# Maris Otter



## alimac23 (25/4/16)

Hey all,

I'm trying to add some recipes to the Grainfather app but Matis Otter isn't listed, is it known as something else?


----------



## manticle (25/4/16)

Maris is a type of barley but generally what we buy is maris barley malted and kilned to pale ale malt specs. If there's a setting for british pale ale, that should be close.


----------



## alimac23 (25/4/16)

Thanks Manticle, the closest to that is Pale Malt 2 row (UK) does that sound correct?


----------



## Ducatiboy stu (25/4/16)

That would be the closest


----------



## JDW81 (25/4/16)

Yep, that will do it. Maris otter is a 2-row ale malt, it is just a specific cultivar of barley that is (as Manticle alluded to) malted and kilned to pale malt specs.

JD


----------



## Bribie G (25/4/16)

And is grown in ancestral fields overlooked by ancient Norman coastal castles. Hand-harvested by nubile goddesses.
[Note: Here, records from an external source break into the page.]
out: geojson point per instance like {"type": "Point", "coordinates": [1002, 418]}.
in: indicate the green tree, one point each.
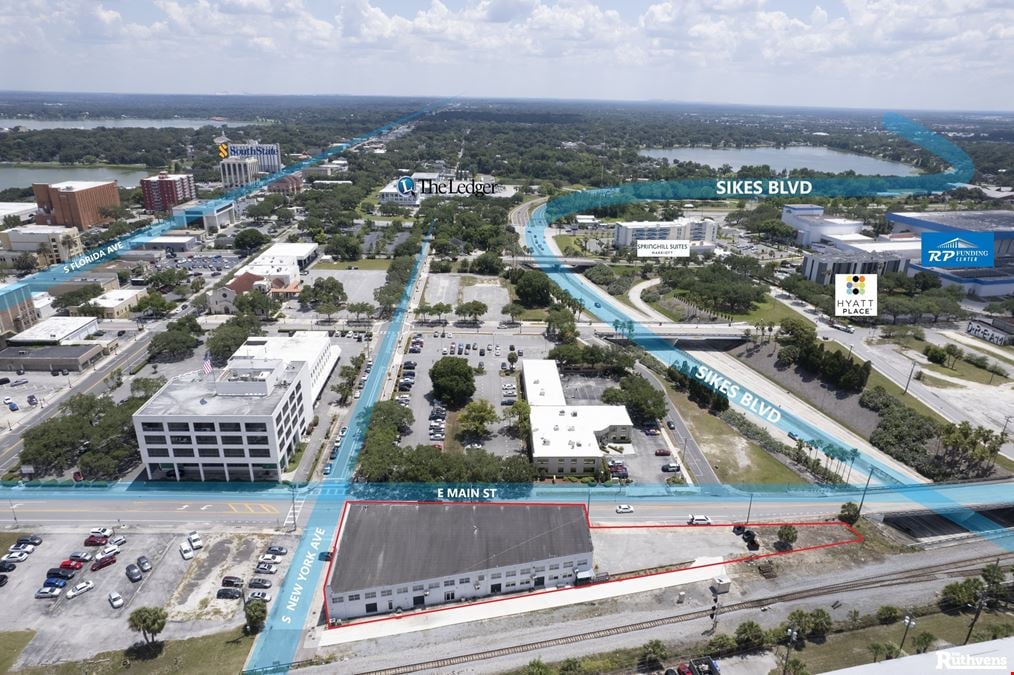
{"type": "Point", "coordinates": [923, 641]}
{"type": "Point", "coordinates": [749, 634]}
{"type": "Point", "coordinates": [849, 513]}
{"type": "Point", "coordinates": [149, 621]}
{"type": "Point", "coordinates": [249, 239]}
{"type": "Point", "coordinates": [453, 381]}
{"type": "Point", "coordinates": [888, 614]}
{"type": "Point", "coordinates": [477, 417]}
{"type": "Point", "coordinates": [171, 345]}
{"type": "Point", "coordinates": [654, 653]}
{"type": "Point", "coordinates": [257, 614]}
{"type": "Point", "coordinates": [788, 534]}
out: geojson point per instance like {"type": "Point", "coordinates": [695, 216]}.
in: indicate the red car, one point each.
{"type": "Point", "coordinates": [102, 563]}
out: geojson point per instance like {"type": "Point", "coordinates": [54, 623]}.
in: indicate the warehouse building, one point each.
{"type": "Point", "coordinates": [393, 557]}
{"type": "Point", "coordinates": [239, 423]}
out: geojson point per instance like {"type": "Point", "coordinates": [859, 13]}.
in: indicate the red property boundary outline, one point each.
{"type": "Point", "coordinates": [858, 538]}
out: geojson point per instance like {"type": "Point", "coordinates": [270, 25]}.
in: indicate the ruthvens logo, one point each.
{"type": "Point", "coordinates": [406, 185]}
{"type": "Point", "coordinates": [855, 295]}
{"type": "Point", "coordinates": [957, 249]}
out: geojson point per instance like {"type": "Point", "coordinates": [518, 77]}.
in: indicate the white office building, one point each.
{"type": "Point", "coordinates": [238, 171]}
{"type": "Point", "coordinates": [240, 423]}
{"type": "Point", "coordinates": [696, 230]}
{"type": "Point", "coordinates": [393, 557]}
{"type": "Point", "coordinates": [568, 440]}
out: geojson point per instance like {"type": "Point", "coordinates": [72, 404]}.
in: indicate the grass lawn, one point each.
{"type": "Point", "coordinates": [769, 310]}
{"type": "Point", "coordinates": [851, 649]}
{"type": "Point", "coordinates": [219, 653]}
{"type": "Point", "coordinates": [879, 379]}
{"type": "Point", "coordinates": [712, 433]}
{"type": "Point", "coordinates": [11, 645]}
{"type": "Point", "coordinates": [966, 371]}
{"type": "Point", "coordinates": [365, 264]}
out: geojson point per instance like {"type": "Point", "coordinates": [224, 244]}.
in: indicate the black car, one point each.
{"type": "Point", "coordinates": [60, 573]}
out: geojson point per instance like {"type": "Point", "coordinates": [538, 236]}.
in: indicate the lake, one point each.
{"type": "Point", "coordinates": [23, 176]}
{"type": "Point", "coordinates": [807, 156]}
{"type": "Point", "coordinates": [121, 123]}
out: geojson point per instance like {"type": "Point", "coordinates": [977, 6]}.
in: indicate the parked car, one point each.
{"type": "Point", "coordinates": [83, 587]}
{"type": "Point", "coordinates": [102, 563]}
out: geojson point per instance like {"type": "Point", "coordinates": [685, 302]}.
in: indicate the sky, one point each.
{"type": "Point", "coordinates": [882, 54]}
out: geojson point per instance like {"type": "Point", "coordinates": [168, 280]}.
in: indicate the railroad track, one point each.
{"type": "Point", "coordinates": [962, 568]}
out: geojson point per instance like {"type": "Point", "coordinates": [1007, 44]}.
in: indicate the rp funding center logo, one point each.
{"type": "Point", "coordinates": [855, 295]}
{"type": "Point", "coordinates": [957, 249]}
{"type": "Point", "coordinates": [406, 185]}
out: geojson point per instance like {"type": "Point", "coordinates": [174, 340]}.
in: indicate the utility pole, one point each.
{"type": "Point", "coordinates": [909, 381]}
{"type": "Point", "coordinates": [979, 610]}
{"type": "Point", "coordinates": [862, 501]}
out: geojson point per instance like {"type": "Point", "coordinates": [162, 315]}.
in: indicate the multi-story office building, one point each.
{"type": "Point", "coordinates": [703, 230]}
{"type": "Point", "coordinates": [165, 191]}
{"type": "Point", "coordinates": [49, 243]}
{"type": "Point", "coordinates": [75, 203]}
{"type": "Point", "coordinates": [238, 171]}
{"type": "Point", "coordinates": [268, 155]}
{"type": "Point", "coordinates": [240, 423]}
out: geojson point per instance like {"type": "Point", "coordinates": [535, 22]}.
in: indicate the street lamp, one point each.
{"type": "Point", "coordinates": [909, 623]}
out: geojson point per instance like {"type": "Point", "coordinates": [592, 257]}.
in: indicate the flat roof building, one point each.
{"type": "Point", "coordinates": [404, 556]}
{"type": "Point", "coordinates": [165, 191]}
{"type": "Point", "coordinates": [57, 330]}
{"type": "Point", "coordinates": [75, 203]}
{"type": "Point", "coordinates": [241, 422]}
{"type": "Point", "coordinates": [687, 229]}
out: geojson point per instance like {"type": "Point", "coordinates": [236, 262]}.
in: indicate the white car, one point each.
{"type": "Point", "coordinates": [83, 587]}
{"type": "Point", "coordinates": [195, 540]}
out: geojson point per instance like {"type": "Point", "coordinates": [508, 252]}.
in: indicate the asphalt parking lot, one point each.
{"type": "Point", "coordinates": [488, 385]}
{"type": "Point", "coordinates": [72, 628]}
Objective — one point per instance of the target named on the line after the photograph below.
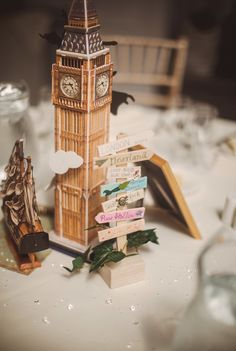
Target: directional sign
(122, 200)
(122, 158)
(119, 216)
(124, 172)
(121, 230)
(108, 189)
(124, 143)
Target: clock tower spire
(81, 93)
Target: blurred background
(209, 26)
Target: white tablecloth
(53, 310)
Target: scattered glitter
(46, 321)
(109, 301)
(70, 307)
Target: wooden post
(121, 241)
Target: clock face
(69, 86)
(102, 84)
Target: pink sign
(118, 216)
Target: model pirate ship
(19, 205)
(82, 94)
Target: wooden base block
(129, 271)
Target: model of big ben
(81, 93)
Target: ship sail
(19, 203)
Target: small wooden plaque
(167, 193)
(131, 270)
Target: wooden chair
(144, 63)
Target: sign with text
(108, 189)
(121, 230)
(124, 143)
(119, 216)
(120, 159)
(124, 172)
(122, 200)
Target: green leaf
(102, 249)
(115, 256)
(98, 262)
(77, 264)
(112, 256)
(142, 237)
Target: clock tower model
(81, 93)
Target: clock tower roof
(82, 35)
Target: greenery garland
(99, 255)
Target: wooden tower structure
(81, 93)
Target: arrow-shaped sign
(108, 189)
(122, 200)
(124, 143)
(122, 158)
(124, 172)
(123, 229)
(119, 216)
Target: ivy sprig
(104, 253)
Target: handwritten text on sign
(120, 159)
(118, 216)
(124, 172)
(121, 230)
(124, 143)
(128, 198)
(108, 189)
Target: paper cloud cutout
(60, 162)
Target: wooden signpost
(109, 189)
(119, 216)
(129, 198)
(127, 189)
(120, 159)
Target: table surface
(53, 310)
edit: Her Majesty's choice of malted barley


----------



## JDW81 (25/4/16)

Bribie G said:


> Hand-harvested by nude goddesses.


FTFY


----------



## MartinOC (25/4/16)

JDW81 said:


> FTFY


Nothing to fix.

"Nubile" is correct usage.


----------



## Ducatiboy stu (25/4/16)

Bribie G said:


> And is grown in ancestral fields overlooked by ancient Norman coastal castles. Hand-harvested by nubile goddesses.
> 
> 
> 
> ...


This is one hell sexy machine












You can tell I lived out west for a while B)


----------